A realidade hoje é que ainda não foi assinado o contrato de subvenção das escolas da série A com a prefeitura do Rio. Isso faltando menos de duas semanas pro desfile, dez dias pro desfile [a entrevista foi feita na tarde de quarta-feira, 20 de fevereiro]. O valor do ano passado para o grupo de acesso era de R$ 500 mil, e agora foi reduzido para R$ 250 mil.

A alegação oficial é a crise, a crise que afeta todos os setores. Mas é fato que outras manifestações também de cunho afro-brasileiro, como a festa de Iemanjá, também passaram por um processo de redução, o que gera muitos questionamentos. Até que ponto a religiosidade do prefeito se reflete nessa postura em relação ao carnaval? [Marcello Crivella é bispo licenciado da Igreja Universal.]

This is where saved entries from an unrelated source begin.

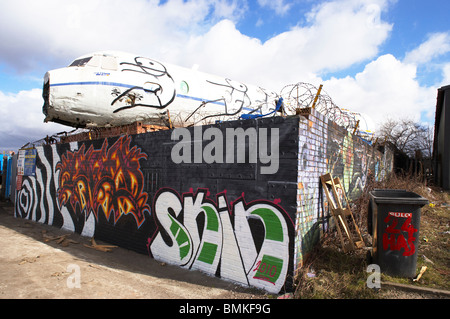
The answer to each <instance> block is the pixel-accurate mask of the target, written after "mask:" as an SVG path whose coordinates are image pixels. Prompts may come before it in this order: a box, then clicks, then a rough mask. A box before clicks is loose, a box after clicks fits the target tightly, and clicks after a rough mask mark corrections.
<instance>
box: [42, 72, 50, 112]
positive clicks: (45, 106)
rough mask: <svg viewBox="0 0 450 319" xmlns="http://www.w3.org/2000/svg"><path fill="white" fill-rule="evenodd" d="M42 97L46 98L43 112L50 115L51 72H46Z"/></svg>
mask: <svg viewBox="0 0 450 319" xmlns="http://www.w3.org/2000/svg"><path fill="white" fill-rule="evenodd" d="M42 97H43V98H44V105H43V106H42V113H44V115H45V116H48V108H49V107H50V73H49V72H47V73H45V76H44V87H43V89H42Z"/></svg>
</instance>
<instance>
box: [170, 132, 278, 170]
mask: <svg viewBox="0 0 450 319" xmlns="http://www.w3.org/2000/svg"><path fill="white" fill-rule="evenodd" d="M191 131H193V136H192V133H191ZM224 135H225V136H224ZM171 139H172V140H173V141H178V142H177V143H176V144H175V145H174V146H173V147H172V151H171V158H172V161H173V162H174V163H176V164H180V163H186V164H191V163H198V164H200V163H207V164H212V163H219V164H220V163H253V164H256V163H259V164H260V173H261V174H275V173H277V172H278V168H279V129H278V128H258V129H256V128H254V127H249V128H247V129H245V130H244V129H243V128H242V127H238V128H226V129H225V134H224V132H223V130H221V129H219V128H216V127H210V128H207V129H205V130H204V131H203V129H202V127H201V126H195V127H194V128H193V130H189V129H188V128H176V129H174V130H173V131H172V135H171ZM246 145H248V147H246ZM246 149H248V152H247V151H246Z"/></svg>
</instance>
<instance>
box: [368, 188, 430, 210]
mask: <svg viewBox="0 0 450 319" xmlns="http://www.w3.org/2000/svg"><path fill="white" fill-rule="evenodd" d="M369 195H370V196H371V197H372V198H373V199H374V201H375V203H380V204H411V205H420V206H423V205H426V204H428V199H426V198H425V197H422V196H420V195H419V194H416V193H414V192H409V191H406V190H404V189H375V190H373V191H371V192H369Z"/></svg>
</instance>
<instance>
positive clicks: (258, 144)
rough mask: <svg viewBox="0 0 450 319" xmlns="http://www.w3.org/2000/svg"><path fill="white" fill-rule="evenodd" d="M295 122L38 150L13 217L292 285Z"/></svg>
mask: <svg viewBox="0 0 450 319" xmlns="http://www.w3.org/2000/svg"><path fill="white" fill-rule="evenodd" d="M298 121H299V119H298V118H292V119H281V118H271V119H264V120H258V121H257V120H248V121H235V122H226V123H222V124H216V125H210V126H204V127H191V128H185V129H179V130H177V129H175V130H170V131H159V132H153V133H146V134H139V135H132V136H121V137H117V138H109V139H103V140H94V141H85V142H72V143H68V144H57V145H51V146H44V147H38V148H37V149H36V150H37V156H36V174H35V175H34V176H23V182H22V186H21V189H20V190H19V191H18V193H17V201H16V205H15V208H16V209H15V214H16V216H17V217H21V218H26V219H31V220H34V221H37V222H40V223H45V224H50V225H53V226H56V227H59V228H64V229H67V230H70V231H73V232H77V233H79V234H82V235H85V236H89V237H95V238H98V239H99V240H103V241H106V242H110V243H113V244H116V245H120V246H122V247H125V248H128V249H132V250H135V251H137V252H140V253H144V254H148V255H149V256H151V257H153V258H155V259H158V260H160V261H165V262H168V263H171V264H175V265H178V266H180V267H184V268H186V269H198V270H201V271H203V272H205V273H208V274H210V275H214V276H218V277H220V278H223V279H226V280H232V281H234V282H237V283H240V284H243V285H248V286H254V287H259V288H262V289H265V290H267V291H271V292H274V293H277V292H279V291H280V290H282V289H288V290H289V289H290V287H291V286H292V281H293V280H292V276H293V269H294V259H293V256H294V237H295V230H294V220H295V206H296V202H295V195H296V187H295V185H296V177H295V173H294V174H292V172H295V171H296V169H297V168H296V167H297V154H296V151H295V150H296V143H297V138H296V137H297V136H298ZM275 155H277V156H275ZM278 155H279V156H278Z"/></svg>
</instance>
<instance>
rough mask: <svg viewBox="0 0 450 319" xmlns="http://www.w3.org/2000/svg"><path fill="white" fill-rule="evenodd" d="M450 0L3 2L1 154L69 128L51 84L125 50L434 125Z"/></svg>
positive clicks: (361, 109) (379, 113)
mask: <svg viewBox="0 0 450 319" xmlns="http://www.w3.org/2000/svg"><path fill="white" fill-rule="evenodd" d="M449 12H450V1H448V0H427V1H420V0H327V1H322V0H295V1H284V0H271V1H269V0H208V1H207V0H190V1H182V0H168V1H157V0H126V1H125V0H76V1H75V0H65V1H58V0H40V1H33V0H14V1H13V0H2V1H0V28H1V30H8V32H1V33H0V43H2V45H0V103H1V105H0V121H1V122H0V151H1V150H6V149H12V150H15V149H17V148H19V147H21V146H22V145H23V144H25V143H26V142H30V141H35V140H38V139H40V138H42V137H45V136H46V135H51V134H54V133H56V132H61V131H64V130H66V131H70V129H71V128H69V127H64V126H61V125H56V124H52V123H43V119H44V116H43V114H42V112H41V109H42V104H43V101H42V97H41V90H42V79H43V76H44V74H45V72H46V71H47V70H51V69H55V68H60V67H63V66H66V65H67V64H69V63H70V62H71V61H72V60H73V59H75V58H76V57H78V56H81V55H84V54H85V53H88V52H92V51H97V50H121V51H128V52H132V53H136V54H140V55H143V56H148V57H150V58H154V59H159V60H161V61H163V62H164V61H165V62H169V63H174V64H179V65H182V66H186V67H191V66H193V65H194V64H197V65H199V67H200V70H201V71H204V72H208V73H213V74H218V75H222V76H226V77H230V78H233V79H236V80H238V81H242V82H245V83H249V84H255V85H259V86H262V87H265V88H267V89H271V90H274V91H277V90H278V91H279V90H281V88H282V87H283V86H284V85H287V84H292V83H296V82H307V83H311V84H313V85H315V86H317V87H318V86H319V85H320V84H323V85H324V92H325V93H326V94H328V95H329V96H330V97H331V98H332V99H333V101H334V103H335V104H337V105H338V106H340V107H343V108H346V109H350V110H352V111H355V112H359V113H362V114H363V115H364V116H365V117H366V118H367V119H368V121H370V122H371V123H372V125H371V127H370V129H374V128H376V126H377V125H379V124H380V123H382V122H383V121H384V120H385V119H387V118H388V117H411V118H414V119H416V120H419V121H422V122H424V123H428V124H430V125H433V124H434V111H435V110H434V108H435V102H436V90H437V88H439V87H441V86H444V85H449V84H450V23H449V22H448V13H449Z"/></svg>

Você acredita que tem uma interferência?

Olha, eu conheço algumas pessoas que trabalham na Secretaria de Cultura que afirmam que não, que não passa por essa categoria. Que na verdade o corte existe porque não há um entendimento da grandiosidade do espetáculo, e do quanto o espetáculo gera de receita, com rede hoteleira, setor privado, empregos temporários, a própria cadeia produtiva de um barracão de escola de samba. É uma incompreensão de todo esse modelo de gestão. Que é o que está acontecendo com a cidade inteira. Eles fazem uma redução de investimento na área do turismo, por exemplo, cada vez maior. Felizmente existem ondas que na contracorrente conseguem segurar isso. Por exemplo, o réveillon de Copacabana diminuiu. Quando eu vim morar aqui, em 2012, eram cinco palcos. Agora é um só, e bem menor. Porém o número de pessoas aumentou, e a gente espera também que o número de pessoas no carnaval deste ano aumente. Que seja um carnaval, a despeito da crise, das dificuldades financeiras, muito bom, muito feliz.

Você naturalmente almeja chegar no grupo especial das escolas do Rio. Tem um plano? Que estar lá já no ano que vem?

Não, não. Eu acredito que tem que acontecer da melhor forma possível, sem atropelos. É óbvio que eu quero, é o que todo carnavalesco deseja. Acredito que eu, junto com o Gabriel, estou construindo uma trajetória muito realista. Então se hoje nós nos sentiríamos preparados para assumir uma escola do grupo especial é porque nós começamos lá nas escolas sem visibilidade e temos essa trajetória, esse entendimento do que é um chão de barracão. Então, se surgir um convite, surgir uma oportunidade, que seja da melhor forma, mas eu não penso muito nisso não. Prefiro que as coisas aconteçam.